Dalam diskusi ini juga dibahas tentang peluang dan solusi untuk memaksimalkan potensi industri rempah-rempah, tantangan dalam pengelolaan dan pemasaran, serta jejak dan keberangkatan jalur rempah Nusantara.
“Potensi perdagangan rempah-rempah di Indonesia sangat besar, namun kita harus bisa mengembangkan model bisnis yang sesuai dengan perkembangan zaman dan teknologi,” jelas Sulfi.
Selain itu, diskusi juga mencakup jenis jalur rempah nusantara terhadap kebudayaan Indonesia dan potensi serta peluang pengembangan industri halal di Ternate.
“Ternate memiliki sejarah panjang dalam perdagangan rempah-rempah. Dengan strategi yang tepat, kita bisa menjadikan Ternate sebagai pusat industri halal dunia,” tegasnya.

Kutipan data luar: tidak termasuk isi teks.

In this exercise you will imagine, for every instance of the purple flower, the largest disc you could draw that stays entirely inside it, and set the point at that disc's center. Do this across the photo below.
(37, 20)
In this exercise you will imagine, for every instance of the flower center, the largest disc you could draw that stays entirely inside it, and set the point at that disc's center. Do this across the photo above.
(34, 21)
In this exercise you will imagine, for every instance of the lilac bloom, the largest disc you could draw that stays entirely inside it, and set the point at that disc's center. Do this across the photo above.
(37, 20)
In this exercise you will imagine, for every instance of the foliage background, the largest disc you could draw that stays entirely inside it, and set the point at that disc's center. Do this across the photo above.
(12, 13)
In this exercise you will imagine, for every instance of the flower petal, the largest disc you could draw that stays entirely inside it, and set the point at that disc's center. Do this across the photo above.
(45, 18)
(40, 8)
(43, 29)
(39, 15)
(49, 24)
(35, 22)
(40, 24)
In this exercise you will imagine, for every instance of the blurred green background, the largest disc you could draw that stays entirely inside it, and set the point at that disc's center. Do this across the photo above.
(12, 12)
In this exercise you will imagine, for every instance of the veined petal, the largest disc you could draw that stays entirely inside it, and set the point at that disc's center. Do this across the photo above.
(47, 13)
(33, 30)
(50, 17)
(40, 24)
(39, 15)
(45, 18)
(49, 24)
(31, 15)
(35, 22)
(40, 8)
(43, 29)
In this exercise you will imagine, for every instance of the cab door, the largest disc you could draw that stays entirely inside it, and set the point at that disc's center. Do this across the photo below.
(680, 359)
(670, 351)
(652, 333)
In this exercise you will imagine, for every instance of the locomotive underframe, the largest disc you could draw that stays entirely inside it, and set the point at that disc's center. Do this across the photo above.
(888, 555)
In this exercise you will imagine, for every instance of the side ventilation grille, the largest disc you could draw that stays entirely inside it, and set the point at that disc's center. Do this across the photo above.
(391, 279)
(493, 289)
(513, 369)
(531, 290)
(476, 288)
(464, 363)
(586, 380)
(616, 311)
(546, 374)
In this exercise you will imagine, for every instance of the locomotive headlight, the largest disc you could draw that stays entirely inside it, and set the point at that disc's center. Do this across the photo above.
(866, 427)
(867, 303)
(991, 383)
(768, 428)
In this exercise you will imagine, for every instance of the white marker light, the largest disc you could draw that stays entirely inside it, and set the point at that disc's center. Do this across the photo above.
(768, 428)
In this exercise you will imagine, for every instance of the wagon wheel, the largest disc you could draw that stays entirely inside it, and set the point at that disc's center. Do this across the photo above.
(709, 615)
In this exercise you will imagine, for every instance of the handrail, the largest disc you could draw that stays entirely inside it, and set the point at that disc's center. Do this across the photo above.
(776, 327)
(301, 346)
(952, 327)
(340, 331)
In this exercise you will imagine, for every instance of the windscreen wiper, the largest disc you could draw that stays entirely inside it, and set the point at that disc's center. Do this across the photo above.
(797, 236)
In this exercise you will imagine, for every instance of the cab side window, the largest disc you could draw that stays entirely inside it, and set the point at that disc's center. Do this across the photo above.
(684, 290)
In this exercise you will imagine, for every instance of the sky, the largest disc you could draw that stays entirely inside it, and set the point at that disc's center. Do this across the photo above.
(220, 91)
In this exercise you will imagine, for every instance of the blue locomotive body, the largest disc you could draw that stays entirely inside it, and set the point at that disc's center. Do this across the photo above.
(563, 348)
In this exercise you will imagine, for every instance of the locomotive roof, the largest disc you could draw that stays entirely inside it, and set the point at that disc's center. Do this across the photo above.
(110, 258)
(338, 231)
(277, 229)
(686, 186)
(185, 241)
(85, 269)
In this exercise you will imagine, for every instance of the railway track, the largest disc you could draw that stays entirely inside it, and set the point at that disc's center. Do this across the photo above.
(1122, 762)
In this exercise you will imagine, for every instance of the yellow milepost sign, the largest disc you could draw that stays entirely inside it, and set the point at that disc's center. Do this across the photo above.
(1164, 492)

Namun, Sulfi juga mengingatkan tentang tantangan yang dihadapi dalam pengelolaan dan pemasaran rempah-rempah.
“Kita perlu mengatasi berbagai kendala seperti infrastruktur, akses pasar, dan pengembangan sumber daya manusia agar bisa bersaing di pasar global,” pungkasnya.
Dengan pembahasan yang komprehensif ini, diharapkan Ternate mampu memaksimalkan potensi rempah-rempahnya dan berkontribusi lebih besar dalam industri halal dunia.